1 roast of beef
The general rules are, to have a brisk hot fire, to be placed on a spit, to baste with salt and water, and [roast] one quarter of an hour to every pound of beef. Tho’ tender beef will require less, while old tough beef will require more roasting. Pricking with a fork will determine you whether done or not; rare done is the healthiest, and the taste of this Age.

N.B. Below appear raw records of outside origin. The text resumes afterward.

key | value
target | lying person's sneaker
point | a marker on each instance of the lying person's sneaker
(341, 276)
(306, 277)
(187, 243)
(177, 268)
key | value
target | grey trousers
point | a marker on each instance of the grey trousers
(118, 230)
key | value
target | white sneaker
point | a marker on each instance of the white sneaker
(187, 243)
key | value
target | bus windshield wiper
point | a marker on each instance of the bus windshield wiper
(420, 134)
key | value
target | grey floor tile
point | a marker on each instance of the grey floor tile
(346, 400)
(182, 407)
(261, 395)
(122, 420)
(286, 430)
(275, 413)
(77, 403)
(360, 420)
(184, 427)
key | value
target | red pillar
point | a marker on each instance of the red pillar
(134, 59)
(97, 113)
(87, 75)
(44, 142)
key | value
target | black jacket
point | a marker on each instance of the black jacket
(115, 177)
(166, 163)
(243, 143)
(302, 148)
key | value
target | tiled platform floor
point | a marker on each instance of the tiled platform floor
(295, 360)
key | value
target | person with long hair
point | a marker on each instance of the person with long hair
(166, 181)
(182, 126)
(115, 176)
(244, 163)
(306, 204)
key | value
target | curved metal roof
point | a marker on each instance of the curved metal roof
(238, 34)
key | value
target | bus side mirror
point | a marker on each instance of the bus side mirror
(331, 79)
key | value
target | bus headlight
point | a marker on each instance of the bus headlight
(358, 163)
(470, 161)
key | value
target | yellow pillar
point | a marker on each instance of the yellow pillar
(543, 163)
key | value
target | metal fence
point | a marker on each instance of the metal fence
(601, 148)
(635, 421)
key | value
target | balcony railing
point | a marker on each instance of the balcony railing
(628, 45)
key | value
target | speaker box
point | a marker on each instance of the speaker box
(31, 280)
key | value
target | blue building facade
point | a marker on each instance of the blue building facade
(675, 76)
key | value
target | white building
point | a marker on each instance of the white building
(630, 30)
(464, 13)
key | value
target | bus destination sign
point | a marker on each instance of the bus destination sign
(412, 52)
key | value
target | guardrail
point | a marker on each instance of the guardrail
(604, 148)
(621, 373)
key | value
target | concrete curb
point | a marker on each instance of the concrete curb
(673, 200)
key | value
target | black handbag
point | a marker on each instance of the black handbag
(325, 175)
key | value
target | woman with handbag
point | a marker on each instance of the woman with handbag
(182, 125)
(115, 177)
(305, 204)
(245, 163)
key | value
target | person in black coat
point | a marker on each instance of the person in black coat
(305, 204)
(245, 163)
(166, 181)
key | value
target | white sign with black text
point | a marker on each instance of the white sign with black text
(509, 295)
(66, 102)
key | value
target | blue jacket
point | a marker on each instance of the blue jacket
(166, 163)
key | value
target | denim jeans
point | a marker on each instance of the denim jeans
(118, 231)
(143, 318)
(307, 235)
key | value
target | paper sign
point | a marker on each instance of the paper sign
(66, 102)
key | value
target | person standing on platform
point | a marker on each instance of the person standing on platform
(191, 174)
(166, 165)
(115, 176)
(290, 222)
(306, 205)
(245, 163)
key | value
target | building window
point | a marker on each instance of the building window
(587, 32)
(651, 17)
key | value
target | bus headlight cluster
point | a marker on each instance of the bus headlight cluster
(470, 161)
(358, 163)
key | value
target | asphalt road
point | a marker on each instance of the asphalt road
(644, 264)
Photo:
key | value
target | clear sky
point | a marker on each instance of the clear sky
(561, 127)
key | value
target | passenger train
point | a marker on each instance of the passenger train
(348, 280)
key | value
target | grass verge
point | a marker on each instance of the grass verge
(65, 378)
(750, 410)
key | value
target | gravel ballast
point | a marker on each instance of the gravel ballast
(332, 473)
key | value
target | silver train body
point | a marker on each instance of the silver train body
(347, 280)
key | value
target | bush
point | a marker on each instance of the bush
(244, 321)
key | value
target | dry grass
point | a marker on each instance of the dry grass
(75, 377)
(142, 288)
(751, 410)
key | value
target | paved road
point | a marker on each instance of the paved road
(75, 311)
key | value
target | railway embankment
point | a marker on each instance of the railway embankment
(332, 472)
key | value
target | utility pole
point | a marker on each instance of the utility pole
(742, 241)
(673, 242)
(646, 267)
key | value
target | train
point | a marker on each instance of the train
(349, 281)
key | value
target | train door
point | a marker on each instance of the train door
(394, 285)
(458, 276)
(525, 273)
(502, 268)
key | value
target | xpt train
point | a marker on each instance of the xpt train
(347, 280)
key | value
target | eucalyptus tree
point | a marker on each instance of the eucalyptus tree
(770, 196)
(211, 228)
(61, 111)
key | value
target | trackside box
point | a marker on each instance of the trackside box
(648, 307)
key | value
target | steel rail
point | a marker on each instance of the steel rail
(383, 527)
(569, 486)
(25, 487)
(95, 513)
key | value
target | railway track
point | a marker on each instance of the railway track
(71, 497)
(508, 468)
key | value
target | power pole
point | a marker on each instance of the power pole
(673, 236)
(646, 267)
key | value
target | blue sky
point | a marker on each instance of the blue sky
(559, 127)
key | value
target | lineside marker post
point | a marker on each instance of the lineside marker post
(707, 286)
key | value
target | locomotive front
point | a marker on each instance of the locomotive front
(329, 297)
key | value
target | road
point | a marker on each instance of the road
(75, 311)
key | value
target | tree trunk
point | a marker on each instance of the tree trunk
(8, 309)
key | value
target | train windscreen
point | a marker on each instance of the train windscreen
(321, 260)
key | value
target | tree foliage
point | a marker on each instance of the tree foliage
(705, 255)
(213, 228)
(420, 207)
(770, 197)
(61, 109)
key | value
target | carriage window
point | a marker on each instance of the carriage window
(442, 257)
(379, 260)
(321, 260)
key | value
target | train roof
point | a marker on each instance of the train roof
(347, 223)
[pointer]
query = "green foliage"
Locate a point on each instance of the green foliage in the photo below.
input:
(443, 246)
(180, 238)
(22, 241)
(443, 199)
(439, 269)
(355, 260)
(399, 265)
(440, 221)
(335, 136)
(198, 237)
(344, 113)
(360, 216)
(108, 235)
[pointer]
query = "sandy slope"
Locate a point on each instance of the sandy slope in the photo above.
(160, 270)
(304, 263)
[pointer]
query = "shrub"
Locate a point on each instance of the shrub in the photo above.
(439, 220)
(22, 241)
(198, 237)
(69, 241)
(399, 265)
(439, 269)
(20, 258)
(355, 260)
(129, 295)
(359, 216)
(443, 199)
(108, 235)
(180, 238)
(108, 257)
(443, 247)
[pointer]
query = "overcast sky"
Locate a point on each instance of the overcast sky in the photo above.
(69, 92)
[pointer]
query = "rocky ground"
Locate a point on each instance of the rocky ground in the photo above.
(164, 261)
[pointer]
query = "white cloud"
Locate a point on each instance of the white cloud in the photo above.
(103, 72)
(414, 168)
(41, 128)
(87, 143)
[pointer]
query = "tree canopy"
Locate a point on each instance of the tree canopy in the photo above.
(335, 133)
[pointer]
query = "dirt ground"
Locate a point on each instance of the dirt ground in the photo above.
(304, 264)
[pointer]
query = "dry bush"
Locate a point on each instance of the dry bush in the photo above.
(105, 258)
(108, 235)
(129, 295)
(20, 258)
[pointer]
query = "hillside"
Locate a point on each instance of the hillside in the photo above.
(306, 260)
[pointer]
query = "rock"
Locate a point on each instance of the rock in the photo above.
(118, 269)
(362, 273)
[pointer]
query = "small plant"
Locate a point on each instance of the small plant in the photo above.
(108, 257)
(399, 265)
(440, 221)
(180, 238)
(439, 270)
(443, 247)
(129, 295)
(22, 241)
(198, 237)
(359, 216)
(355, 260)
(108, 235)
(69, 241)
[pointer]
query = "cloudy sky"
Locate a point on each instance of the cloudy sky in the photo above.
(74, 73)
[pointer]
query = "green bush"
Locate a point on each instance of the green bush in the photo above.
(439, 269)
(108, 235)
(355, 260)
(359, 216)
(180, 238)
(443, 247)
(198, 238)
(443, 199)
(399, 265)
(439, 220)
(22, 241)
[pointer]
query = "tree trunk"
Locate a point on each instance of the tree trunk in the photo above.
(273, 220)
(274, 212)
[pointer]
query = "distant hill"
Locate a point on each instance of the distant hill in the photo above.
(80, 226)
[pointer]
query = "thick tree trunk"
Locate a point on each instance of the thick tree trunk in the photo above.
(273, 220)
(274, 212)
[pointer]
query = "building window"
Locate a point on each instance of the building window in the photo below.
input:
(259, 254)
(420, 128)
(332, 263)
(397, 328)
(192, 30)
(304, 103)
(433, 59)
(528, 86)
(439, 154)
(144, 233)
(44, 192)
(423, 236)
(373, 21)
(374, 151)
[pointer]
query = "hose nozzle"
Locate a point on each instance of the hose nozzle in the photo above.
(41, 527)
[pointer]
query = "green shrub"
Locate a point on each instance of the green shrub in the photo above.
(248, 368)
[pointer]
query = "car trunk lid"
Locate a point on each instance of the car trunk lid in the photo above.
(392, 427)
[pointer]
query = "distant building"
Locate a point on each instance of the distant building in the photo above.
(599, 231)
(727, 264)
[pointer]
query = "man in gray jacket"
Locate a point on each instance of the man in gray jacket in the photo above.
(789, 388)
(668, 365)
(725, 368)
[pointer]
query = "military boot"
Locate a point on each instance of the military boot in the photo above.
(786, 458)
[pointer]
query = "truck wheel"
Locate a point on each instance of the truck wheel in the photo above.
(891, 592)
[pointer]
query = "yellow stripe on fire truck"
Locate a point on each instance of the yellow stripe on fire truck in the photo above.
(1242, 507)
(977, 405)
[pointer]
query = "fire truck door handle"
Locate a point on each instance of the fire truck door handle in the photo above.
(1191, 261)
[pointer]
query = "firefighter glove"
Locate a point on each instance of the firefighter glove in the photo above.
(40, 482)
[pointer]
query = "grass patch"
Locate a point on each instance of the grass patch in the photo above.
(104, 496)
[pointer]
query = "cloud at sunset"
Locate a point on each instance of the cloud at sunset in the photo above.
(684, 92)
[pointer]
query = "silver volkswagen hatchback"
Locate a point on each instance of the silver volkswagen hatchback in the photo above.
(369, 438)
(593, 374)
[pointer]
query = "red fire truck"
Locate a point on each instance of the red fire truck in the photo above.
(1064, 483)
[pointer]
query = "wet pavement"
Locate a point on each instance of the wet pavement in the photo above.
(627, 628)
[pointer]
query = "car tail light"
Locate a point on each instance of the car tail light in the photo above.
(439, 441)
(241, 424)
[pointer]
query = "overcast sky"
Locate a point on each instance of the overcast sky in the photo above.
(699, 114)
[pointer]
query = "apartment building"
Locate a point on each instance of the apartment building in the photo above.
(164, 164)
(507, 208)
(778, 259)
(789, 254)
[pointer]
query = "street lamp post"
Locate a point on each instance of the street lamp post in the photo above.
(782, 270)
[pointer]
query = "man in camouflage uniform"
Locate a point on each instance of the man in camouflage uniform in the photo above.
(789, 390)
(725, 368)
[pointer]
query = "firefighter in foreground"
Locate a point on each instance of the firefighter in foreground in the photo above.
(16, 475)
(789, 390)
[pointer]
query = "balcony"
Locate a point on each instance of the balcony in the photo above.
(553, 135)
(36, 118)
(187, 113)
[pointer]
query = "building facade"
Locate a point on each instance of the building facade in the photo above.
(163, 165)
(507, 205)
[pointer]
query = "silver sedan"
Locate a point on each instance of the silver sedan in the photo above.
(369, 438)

From American Cookery or, The Art of Dressing Viands, Fish, Poultry and Vegetables Adapted to This Country and All Grades of Life, by Amelia Simmons, 1796
Comment: This recipe may seem, of all things, too old to appear in a Civil War cookbook. Ms. Simmons is famous as the author of “the first American cookbook” to be published after the Revolution and independence. Her occupation, if you will, was listed as “an American orphan,” which tells an interesting story in itself. Women of the period, to put it bluntly, were not expected to be writing books. A female was expected to be under the protection, and to some extent the property, of her father until she married, and her husband until his death. Amelia in fact spends almost as much time in her Introduction apologizing for being unprotected in the world and therefore obliged to come up with some means of supporting herself, than she does discussing the food.
Whatever its origins, this book was popular for much of the first half of the 19th century, and in any case the technique she describes was hardly anything new or radical. The process was probably used on haunches of mastodon in an earlier age, and will continue to be the best way to roast beef as long as it continues to be eaten.